Durante toda esta semana, la Biblioteca de México (Plaza de la Ciudadela, Centro, ciudad de México; metro Balderas) ha sido la sede del ciclo de cine «La noche en la pantalla», que ofrecerá versiones fílmicas de varias obras clásicas de Edgar Allan Poe para continuar las celebraciones de su bicentenario. Las funciones serán a las 17:00 horas en el auditorio de la Biblioteca y la entrada costará seis pesos (es decir, prácticamente nada). Aquí en Las historias concluyen hoy las notas sobre las películas, acompañadas por los comentarios que escribí para cada una de ellas.

EL VIERNES 21:
LA MÁSCARA DE LA MUERTE ROJA (THE MASQUE OF THE RED DEATH, Inglaterra, 1962)

La máscara de la Muerte Roja

La máscara de la Muerte Roja

Dirección: Roger Corman
Guión: Charles Beaumont y R. Wright Campbell
Intérpretes: Vincent Price, Hazel Court, Jane Asher, David Weston, Nigel Green
Sinopsis: el príncipe Próspero, gobernante despótico de un feudo del Medievo, se refugia con varios de sus cortesanos de una peste terrible –la Muerte Roja– en su palacio, en el que se da lugar a todos los placeres y todas las formas de la depravación. Devoto del satanismo, Próspero intenta corromper a Francesca, una pobre campesina, y a la vez asiste a la iniciación y las “bodas” demoniacas de su amante, Juliana. Sin embargo, cuando Próspero ordena la celebración de un baile de máscaras, una serie de sucesos macabros y sobrenaturales amenaza con acabar con las vidas de todos.

COMENTARIO
Para cerrar este ciclo, la mejor entre las adaptaciones fílmicas realizadas por Roger Corman y una de las más interesantes versiones fílmicas de la obra de Poe. Fotografiada de modo mucho más espectacular que La tumba de Ligeia por Nicolas Roeg –el cineasta que más tarde dirigiría el clásico de culto El hombre que cayó a la Tierra (1976)–, la película agrega al texto original de Poe la casi totalidad de “Hop-Frog”, otro de sus cuentos más interesantes, y una caracterización mucho más detallada de Próspero y de la vida de su corte, por no hablar de la idea del satanismo, del todo ausente en Poe.

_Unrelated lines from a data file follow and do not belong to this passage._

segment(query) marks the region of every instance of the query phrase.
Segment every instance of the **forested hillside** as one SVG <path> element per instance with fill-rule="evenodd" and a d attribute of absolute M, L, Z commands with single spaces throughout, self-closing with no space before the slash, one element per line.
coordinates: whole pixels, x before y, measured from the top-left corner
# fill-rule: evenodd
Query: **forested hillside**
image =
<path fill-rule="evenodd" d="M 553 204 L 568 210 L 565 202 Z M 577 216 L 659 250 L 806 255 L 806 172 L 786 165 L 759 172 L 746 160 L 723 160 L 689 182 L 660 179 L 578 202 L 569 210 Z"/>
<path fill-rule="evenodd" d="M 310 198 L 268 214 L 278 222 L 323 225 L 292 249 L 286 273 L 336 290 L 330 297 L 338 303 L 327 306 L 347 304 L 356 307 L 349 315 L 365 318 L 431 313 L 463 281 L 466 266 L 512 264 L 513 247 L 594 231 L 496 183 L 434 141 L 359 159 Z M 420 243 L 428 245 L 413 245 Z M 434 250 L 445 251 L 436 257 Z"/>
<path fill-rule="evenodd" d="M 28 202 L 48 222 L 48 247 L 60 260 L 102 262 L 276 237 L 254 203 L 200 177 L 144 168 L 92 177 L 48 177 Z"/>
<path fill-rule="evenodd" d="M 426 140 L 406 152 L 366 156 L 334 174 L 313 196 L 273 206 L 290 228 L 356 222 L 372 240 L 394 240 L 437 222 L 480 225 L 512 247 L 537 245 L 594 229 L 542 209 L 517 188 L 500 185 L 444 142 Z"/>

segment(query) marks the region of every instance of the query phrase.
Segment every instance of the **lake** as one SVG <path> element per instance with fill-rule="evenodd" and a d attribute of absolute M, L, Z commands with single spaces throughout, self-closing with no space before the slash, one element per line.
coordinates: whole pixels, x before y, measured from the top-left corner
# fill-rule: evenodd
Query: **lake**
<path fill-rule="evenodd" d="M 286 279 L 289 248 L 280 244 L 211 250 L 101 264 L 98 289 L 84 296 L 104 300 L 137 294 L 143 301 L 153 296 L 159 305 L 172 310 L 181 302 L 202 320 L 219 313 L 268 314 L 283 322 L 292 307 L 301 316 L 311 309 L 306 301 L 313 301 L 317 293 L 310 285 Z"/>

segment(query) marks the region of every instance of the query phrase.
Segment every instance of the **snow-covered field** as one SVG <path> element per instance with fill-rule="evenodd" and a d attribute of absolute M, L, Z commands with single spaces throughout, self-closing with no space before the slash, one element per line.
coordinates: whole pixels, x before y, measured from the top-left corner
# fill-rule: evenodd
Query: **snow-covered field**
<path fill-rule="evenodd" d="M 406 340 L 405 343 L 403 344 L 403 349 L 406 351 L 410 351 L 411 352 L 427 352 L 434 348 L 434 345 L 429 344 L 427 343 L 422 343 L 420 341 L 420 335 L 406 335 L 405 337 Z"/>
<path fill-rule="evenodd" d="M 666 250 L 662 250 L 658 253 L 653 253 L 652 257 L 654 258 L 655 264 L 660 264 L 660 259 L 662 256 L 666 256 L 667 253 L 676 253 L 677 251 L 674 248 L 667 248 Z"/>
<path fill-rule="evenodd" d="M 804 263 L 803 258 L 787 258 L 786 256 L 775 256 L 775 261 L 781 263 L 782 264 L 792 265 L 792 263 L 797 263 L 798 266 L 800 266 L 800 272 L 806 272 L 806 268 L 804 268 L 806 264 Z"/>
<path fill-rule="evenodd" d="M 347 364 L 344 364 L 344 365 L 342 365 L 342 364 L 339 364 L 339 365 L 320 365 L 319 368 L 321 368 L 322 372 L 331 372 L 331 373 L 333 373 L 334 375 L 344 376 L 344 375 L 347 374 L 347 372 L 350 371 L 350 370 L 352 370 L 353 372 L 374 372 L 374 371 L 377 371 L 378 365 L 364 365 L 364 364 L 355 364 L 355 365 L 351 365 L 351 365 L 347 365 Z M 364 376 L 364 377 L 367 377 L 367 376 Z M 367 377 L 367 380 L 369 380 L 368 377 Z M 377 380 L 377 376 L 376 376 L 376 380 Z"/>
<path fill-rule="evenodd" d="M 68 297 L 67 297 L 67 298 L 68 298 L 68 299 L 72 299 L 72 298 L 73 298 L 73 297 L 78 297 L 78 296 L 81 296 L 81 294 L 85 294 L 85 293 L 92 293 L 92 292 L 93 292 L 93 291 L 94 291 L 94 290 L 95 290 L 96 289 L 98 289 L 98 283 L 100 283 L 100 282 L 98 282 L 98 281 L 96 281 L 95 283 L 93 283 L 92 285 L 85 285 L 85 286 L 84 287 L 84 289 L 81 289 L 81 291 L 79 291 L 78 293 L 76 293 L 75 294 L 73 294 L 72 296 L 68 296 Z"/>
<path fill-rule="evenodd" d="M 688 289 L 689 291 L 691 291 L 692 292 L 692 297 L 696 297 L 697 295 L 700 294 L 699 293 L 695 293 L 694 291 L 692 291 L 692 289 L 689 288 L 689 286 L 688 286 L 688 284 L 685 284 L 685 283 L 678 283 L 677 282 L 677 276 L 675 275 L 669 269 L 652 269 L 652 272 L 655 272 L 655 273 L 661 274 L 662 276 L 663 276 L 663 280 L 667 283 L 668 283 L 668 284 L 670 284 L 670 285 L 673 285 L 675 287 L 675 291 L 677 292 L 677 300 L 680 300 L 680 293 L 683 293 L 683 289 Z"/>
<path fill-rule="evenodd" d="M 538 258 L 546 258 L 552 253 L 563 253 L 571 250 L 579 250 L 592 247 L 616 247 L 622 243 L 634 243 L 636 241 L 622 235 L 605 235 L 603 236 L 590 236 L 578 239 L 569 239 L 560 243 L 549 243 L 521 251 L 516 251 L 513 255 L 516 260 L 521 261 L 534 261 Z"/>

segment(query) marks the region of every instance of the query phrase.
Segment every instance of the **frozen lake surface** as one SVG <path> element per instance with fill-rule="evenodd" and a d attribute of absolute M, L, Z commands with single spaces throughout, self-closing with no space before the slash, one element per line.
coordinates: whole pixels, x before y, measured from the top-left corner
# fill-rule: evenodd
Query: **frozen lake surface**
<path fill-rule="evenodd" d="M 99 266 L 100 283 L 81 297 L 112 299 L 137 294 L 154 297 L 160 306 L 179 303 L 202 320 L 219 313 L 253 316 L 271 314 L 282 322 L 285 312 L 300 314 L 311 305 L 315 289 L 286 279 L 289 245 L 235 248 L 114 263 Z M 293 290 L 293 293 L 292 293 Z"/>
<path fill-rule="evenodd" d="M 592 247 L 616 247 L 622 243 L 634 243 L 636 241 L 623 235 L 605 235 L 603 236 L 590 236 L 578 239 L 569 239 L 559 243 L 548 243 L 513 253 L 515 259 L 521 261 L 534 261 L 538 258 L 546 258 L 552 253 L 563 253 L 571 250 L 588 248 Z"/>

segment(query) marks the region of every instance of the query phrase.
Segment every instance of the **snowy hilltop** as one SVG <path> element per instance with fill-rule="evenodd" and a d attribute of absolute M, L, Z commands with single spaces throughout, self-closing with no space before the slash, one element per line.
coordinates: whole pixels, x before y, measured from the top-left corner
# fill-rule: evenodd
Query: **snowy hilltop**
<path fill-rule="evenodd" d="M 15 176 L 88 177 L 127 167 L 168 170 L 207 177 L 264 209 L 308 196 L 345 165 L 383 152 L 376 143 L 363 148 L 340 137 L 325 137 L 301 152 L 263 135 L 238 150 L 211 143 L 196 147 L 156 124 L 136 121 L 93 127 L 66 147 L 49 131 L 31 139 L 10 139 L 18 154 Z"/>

Sin embargo, esto no sólo sirve para justificar varias secuencias caprichosas de violencia: también introduce de manera enérgica una reflexión sobre el mal, que parece ser el objetivo de varios personajes pero se revela como una aspiración hueca al enfrentarse con la muerte, que supera y nulifica todas las pretensiones humanas. Otro detalle de gran interés: ninguno de los personajes de la película (incluyendo al mismo Próspero) es totalmente “bueno” ni “malo”: todos tienen complejidades y contradicciones que vuelven más problemáticos sus actos.
      El cuento del que proviene el argumento básico de la película fue publicado con dos títulos: en su primera edición, de 1842, se le conoció como “The Mask of the Red Death” (“La máscara de la Muerte Roja”) y en la segunda (1845) con su título más conocido, en el que la palabra masque se refiere a la mascarada: el baile de máscaras. Ambos sentidos se preservan en esta película, pero el primero es muy interesante porque Corman, a la hora de extender el enfrentamiento final entre Próspero y la Muerte, introduce el tema del doble, muy querido por Poe pero ausente en la versión original de esta historia. La observación final de la Muerte: “cada hombre es su propio Dios, y se crea su propio cielo o su propio infierno” es un remate estremecedor a una historia que se aleja de toda posibilidad moralizante y propone varias cuestiones incómodas, incluso hoy, sobre la responsabilidad individual y las posibilidades de cada ser humano ante la certidumbre de la muerte.